Когда три сестры выстроились в строй, Мэйбл воззвала к небесам.
“Господи, мы молимся Тебе, ибо среди нас скрывается демон. Он рыщет вокруг нас, рыкающий лев, охотящийся за душами, чтобы пожрать их. Он отравил наш скот и засолил нашу землю, так что ничего не может вырасти. — Мэйбл глубоко вздохнула. “Это зло не чуждо мне, Господь”. Она чувствовала, как взгляды сестер падают на нее. “Помоги мне, о Господи. Помоги мне еще раз поймать этого дьявола за пятки, чтобы я могла навсегда изгнать его в черную бездну. Мы верим в Тебя и в силу Твоего могущества. Дай нам всеоружие Божье, чтобы мы могли противостоять замыслам дьявола. Ибо наша борьба ведется не против плоти и крови, а против его колдовства. Дай нам пояса истины и нагрудники праведности. Давайте возьмем щит веры, чтобы погасить все пылающие стрелы зла”.
В центре груди статуи Христа камера, в которую попала большая часть крови, закружилась красным, окружая гудящий черный камень внутри.
Монахини перекрестились и встали. Пришло время.

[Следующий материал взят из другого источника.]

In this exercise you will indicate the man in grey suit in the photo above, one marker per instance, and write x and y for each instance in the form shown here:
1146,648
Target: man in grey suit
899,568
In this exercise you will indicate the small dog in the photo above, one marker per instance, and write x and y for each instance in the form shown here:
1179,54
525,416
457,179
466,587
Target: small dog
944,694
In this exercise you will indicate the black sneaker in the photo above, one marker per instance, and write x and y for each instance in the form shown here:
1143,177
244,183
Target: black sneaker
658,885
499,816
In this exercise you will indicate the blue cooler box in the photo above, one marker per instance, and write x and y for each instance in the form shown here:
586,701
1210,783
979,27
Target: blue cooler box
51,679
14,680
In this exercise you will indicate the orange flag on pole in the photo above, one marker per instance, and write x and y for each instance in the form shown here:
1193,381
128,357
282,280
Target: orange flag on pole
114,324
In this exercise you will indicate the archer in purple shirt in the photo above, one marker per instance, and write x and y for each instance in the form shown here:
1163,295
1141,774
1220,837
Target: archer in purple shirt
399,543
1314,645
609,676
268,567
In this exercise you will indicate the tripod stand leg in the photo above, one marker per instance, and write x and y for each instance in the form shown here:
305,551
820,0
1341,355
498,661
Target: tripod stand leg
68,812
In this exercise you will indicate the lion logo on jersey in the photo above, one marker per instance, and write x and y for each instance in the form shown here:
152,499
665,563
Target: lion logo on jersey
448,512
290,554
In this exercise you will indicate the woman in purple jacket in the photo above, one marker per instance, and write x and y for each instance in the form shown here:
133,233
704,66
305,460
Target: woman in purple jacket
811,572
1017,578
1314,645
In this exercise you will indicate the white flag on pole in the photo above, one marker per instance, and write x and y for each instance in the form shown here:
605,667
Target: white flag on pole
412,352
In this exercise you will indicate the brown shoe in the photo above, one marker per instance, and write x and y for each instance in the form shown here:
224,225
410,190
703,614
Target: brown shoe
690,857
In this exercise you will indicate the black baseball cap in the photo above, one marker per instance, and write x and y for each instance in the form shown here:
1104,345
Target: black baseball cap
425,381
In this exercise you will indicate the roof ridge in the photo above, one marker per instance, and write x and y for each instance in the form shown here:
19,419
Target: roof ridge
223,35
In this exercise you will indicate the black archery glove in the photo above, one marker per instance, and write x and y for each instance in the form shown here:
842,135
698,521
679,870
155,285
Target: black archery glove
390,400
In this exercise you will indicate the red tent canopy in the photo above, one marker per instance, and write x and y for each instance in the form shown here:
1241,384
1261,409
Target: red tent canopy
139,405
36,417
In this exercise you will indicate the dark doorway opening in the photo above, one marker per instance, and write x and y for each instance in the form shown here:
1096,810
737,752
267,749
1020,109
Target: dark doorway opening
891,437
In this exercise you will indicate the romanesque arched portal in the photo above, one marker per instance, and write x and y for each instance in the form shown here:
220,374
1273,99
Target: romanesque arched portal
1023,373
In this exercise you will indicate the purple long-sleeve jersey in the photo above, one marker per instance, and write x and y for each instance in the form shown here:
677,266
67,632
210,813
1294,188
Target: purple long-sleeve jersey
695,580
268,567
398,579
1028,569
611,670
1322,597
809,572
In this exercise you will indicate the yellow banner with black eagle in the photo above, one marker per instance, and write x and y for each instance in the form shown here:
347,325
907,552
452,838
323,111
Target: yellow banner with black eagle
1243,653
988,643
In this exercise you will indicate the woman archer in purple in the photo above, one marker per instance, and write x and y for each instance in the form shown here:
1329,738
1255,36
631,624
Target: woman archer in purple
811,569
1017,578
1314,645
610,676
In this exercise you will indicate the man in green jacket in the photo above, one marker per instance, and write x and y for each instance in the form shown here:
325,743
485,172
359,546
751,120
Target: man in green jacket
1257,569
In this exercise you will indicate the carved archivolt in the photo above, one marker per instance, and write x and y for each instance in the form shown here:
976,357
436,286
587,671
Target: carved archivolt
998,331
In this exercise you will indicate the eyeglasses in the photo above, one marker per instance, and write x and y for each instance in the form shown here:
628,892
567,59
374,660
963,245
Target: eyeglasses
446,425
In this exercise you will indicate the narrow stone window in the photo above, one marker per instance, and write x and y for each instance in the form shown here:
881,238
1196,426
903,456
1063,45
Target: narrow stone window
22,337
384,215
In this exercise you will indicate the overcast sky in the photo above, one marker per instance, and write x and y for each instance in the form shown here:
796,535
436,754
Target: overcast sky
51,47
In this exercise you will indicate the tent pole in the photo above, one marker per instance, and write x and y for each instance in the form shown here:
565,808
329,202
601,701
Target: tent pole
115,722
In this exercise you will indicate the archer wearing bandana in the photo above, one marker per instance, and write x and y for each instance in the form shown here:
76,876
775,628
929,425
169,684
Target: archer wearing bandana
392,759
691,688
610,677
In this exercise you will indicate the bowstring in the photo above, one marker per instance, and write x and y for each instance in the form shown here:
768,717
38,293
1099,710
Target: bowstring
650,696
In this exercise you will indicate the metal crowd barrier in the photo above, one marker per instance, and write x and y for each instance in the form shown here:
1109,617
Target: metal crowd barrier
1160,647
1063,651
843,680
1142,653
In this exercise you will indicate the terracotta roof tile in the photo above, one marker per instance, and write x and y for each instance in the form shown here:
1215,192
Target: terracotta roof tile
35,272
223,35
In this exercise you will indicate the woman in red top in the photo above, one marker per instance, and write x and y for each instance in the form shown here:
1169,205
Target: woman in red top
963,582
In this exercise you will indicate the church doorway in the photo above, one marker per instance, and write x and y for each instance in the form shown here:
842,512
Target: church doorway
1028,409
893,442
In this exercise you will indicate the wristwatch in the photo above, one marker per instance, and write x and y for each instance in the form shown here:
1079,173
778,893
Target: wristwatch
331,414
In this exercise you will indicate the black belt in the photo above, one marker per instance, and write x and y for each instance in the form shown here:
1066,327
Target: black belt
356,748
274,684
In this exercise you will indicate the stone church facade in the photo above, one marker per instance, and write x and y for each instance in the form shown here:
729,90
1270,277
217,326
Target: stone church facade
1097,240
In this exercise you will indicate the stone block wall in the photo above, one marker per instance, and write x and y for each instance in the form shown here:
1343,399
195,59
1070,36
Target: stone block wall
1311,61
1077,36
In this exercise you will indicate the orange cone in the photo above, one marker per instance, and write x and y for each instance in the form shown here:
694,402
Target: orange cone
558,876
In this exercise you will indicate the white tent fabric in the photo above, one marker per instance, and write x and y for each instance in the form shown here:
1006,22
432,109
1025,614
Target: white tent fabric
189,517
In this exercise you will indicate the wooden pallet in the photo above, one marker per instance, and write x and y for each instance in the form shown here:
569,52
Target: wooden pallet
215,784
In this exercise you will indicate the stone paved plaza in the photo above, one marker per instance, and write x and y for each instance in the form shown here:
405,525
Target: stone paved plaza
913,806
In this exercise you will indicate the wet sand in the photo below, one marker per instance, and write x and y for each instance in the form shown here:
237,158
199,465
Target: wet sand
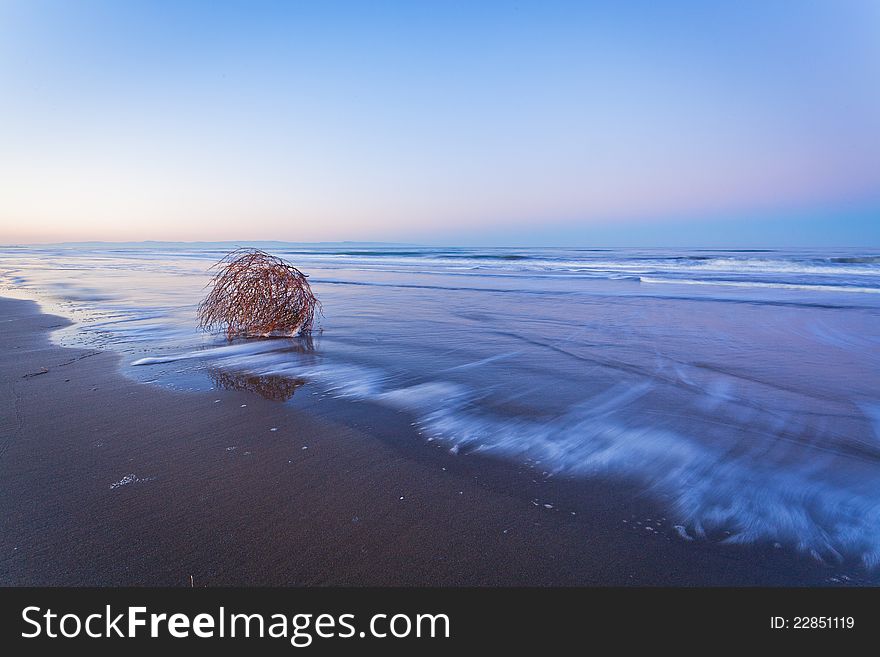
106,481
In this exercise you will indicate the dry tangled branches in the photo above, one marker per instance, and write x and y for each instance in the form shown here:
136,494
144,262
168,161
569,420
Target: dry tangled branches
257,294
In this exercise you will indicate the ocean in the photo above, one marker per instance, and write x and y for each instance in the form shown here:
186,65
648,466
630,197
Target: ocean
739,389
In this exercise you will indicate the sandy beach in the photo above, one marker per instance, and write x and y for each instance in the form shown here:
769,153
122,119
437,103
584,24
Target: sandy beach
111,482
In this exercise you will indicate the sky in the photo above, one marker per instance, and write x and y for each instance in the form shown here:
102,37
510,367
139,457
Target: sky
545,123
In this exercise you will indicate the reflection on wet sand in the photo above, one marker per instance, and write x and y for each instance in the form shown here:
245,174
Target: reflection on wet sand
268,386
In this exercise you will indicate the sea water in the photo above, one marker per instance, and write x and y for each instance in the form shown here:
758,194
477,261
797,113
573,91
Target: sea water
740,388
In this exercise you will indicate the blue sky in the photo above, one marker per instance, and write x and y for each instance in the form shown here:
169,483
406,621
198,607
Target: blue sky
492,122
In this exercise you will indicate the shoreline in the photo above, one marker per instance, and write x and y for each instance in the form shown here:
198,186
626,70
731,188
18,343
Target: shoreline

“Мистер Рейнхолд сбежал из города”, - сказала им Мэйбл. ”Нам понадобится новый кучер".
Рассел облизал большой палец и смахнул грязь со своей звезды. Главные улицы были вымощены галькой, но некоторые переулки были глинистыми, и пыль поднималась под копытами его лошади, когда они направлялись к колодцу. Рассел спешился, с помощью шкива поднял ведро и отхлебнул из него. Он подвел жеребца к корыту и дал ему напиться досыта, прислонившись к столбу. День был теплее благодаря безоблачному небу. Солнечный свет согревал его тело и заставлял черную шерсть жеребца блестеть, как мокрая кожа.
“Хороший денек, не правда ли, Фьюри? Действительно, очень мило.”
Закончив поить Фьюри, он подвел лошадь к Ржавому Гвоздю и привязал ее к коновязи. Внутри салуна было сумрачно и дымно, и Расселу потребовалось некоторое время, чтобы привыкнуть к темноте. Он подошел к стойке, и бармен кивнул ему, разглядывая звезду на его куртке.
“Что будете, маршал?”
“Нужно открыть глаза. Есть бурбон?”
Бармен ухмыльнулся. “Вы слишком далеко на западе для этого кентуккийского виски, друг”.
“Тогда просто чистый виски”.
Бармен вернулся с бутылкой и стаканом и налил Расселу первый стакан за день. Он сделал глоток, и на его языке заплясали смешанные ароматы жженого сахара, выпивки и жевательного табака. Это было похоже на адское пламя. Рассел изучал открытый бар. Там была танцплощадка и стоящее пианино в стиле хонки-тонк. На нижней ступеньке лестницы сидела молодая девушка в голубом платье и нижней юбке, единственная девушка из салуна в поле зрения. Столики стояли в дальнем конце заведения, многие горожане пили, хотя время только приближалось к полудню. Трое мужчин играли в фаро в облаке сигаретного дыма.
“Владельцы салунов никогда не голодают”, - сказал Рассел.
Бармен, тощий мужчина с изможденным лицом, облокотился на стойку. “Когда наступают хорошие времена, они приходят, чтобы отпраздновать. В трудные времена они приходят, чтобы утопить свои печали. А в этом городе сейчас тяжелые времена. Вы проходите мимо, маршал, или вы здесь, чтобы остаться?”
“Остаюсь. До тех пор, пока я буду нужен.”